AB testing and Product Learning Notes
Task Lists
- Introduction and the Motivation
- Running and Analyzing Experiment: An end to end example
- Experiment trustworthiness
- Organizational Metrics
Based on the book Trustworthy Online controlled experiments
Introduction and Motivation
Online controlled experiment(A/B testing)

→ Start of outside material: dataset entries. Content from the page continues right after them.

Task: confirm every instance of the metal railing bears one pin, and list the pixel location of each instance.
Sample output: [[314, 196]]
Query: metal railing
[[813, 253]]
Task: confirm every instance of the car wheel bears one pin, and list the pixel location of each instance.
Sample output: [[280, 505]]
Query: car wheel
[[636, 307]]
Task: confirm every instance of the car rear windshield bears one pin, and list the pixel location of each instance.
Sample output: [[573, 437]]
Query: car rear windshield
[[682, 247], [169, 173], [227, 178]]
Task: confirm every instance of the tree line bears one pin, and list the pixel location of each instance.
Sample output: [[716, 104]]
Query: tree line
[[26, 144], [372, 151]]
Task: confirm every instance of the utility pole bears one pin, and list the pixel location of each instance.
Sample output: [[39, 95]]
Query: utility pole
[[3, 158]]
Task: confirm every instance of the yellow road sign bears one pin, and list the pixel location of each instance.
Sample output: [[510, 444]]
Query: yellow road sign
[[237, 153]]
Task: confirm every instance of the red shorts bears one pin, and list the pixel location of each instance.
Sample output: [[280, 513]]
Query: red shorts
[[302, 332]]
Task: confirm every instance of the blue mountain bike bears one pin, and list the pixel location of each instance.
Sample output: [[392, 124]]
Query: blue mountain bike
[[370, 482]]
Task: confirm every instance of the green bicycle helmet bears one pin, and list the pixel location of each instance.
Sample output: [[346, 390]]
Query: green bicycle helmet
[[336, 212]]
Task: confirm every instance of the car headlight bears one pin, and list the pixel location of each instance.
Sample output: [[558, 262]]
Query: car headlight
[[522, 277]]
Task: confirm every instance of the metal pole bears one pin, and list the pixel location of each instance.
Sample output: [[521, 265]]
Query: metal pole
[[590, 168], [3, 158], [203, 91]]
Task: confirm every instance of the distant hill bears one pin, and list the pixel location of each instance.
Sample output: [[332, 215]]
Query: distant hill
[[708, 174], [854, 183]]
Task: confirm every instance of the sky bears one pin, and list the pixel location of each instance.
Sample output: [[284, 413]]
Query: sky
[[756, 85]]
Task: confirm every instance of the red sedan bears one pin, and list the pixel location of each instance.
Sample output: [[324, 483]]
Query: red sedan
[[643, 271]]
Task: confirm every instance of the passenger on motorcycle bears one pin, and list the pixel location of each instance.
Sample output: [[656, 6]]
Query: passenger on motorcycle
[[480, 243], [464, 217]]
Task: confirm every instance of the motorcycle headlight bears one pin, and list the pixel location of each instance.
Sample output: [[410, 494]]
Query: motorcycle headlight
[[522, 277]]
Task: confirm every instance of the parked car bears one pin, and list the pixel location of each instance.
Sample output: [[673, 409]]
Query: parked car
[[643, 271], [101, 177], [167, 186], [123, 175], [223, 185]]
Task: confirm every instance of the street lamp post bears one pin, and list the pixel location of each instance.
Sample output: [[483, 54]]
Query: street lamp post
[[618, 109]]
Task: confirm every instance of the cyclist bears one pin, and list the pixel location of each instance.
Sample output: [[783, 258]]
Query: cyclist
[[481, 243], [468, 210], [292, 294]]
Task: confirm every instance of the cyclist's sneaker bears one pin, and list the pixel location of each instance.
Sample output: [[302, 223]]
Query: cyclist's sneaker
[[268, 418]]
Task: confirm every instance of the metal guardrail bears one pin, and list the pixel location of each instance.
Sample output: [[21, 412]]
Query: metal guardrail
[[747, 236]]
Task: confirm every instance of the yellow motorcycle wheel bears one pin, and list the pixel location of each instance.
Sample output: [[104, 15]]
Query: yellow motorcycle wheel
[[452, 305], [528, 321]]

The most common online experiment setting
-
Users are randomly split between variants in a persistent manner. It has two groups in the simplest version: Treatment B and Control A.
-
Overall Evaluation Criterion(OEC) quantitive measure of the experiment’s objective, e.g. DAU, LTV, session per user(usage), relevance(time to success). The requirement for OEC:
- Measurable in the short term
- Causally drive long-term strategic objective
Metric teams: choosing metrics, validating metrics and evolving metric over time
Motivation
Case desciption:
- Increase the user churn rate in a subscription business, e.g. Amazon Prime, Spotify memebership. To achieve this we may need to introduce a new feature and prove there is causal relationship between the new feature and the user churn rate. causal inference related knowledge might required in this process. A thing we need to remember is Correlation doesn’t imply causality.

Motivation:
- Establish causality with high probability
- Detect minor and unexpected changes
Experiment Trustworthiness
Extreme results
- potential explanations
- instrumentation(logging)
- computational error
- loss of data
Misinterpretation of the result
- Common errors
- Lack of power
- P-values interpretation: the level of marginal significance within a statistical hypothesis test representing the probability of the occurrence of a given event.
Multiple Comparisons
- Common senarios
- Multiple metrics
- P-values over time
- Population segementation
- multiple iterations
Confidential Interval
quantify the degree of uncertainty in the treatment effect
Interpretation of CI: how often the CI computed from many studies would contain the true treatment effect.
Internal Validity
- SUTVA – no interection
- exmaple of violations: social networks;communication tools; collaboration tools; shared documentation; two-sided market(ebay/uber/lyft)
- Intention to Treat
- Survivorship Bias
- Sample Ratio Mismatch(SRM)
- Browser redirect
- Lossy instrumentation
- Residual or carryover effect
External Validity(Generalization)
Primary Effect and Novelty effect
- highlight by take the new users
Segementation
- Market/Country
- Device/Platform
- Time of Day/Day of Week
- User Type(new/existing/returning)
- Single/Shared/Family
Conditional Average Treatment Effect in causal inference
Simpson Paradox
- Possible reasons:
- Different Treatment/Control Assignment in different segementation.
- Sampled not uniform
Organizational Metrics
Goal Metrics (Sucess Metrics)
May not be easy to move in the short term since each intiative may only have a very small impact on the metric or impacts take a long time to materialize.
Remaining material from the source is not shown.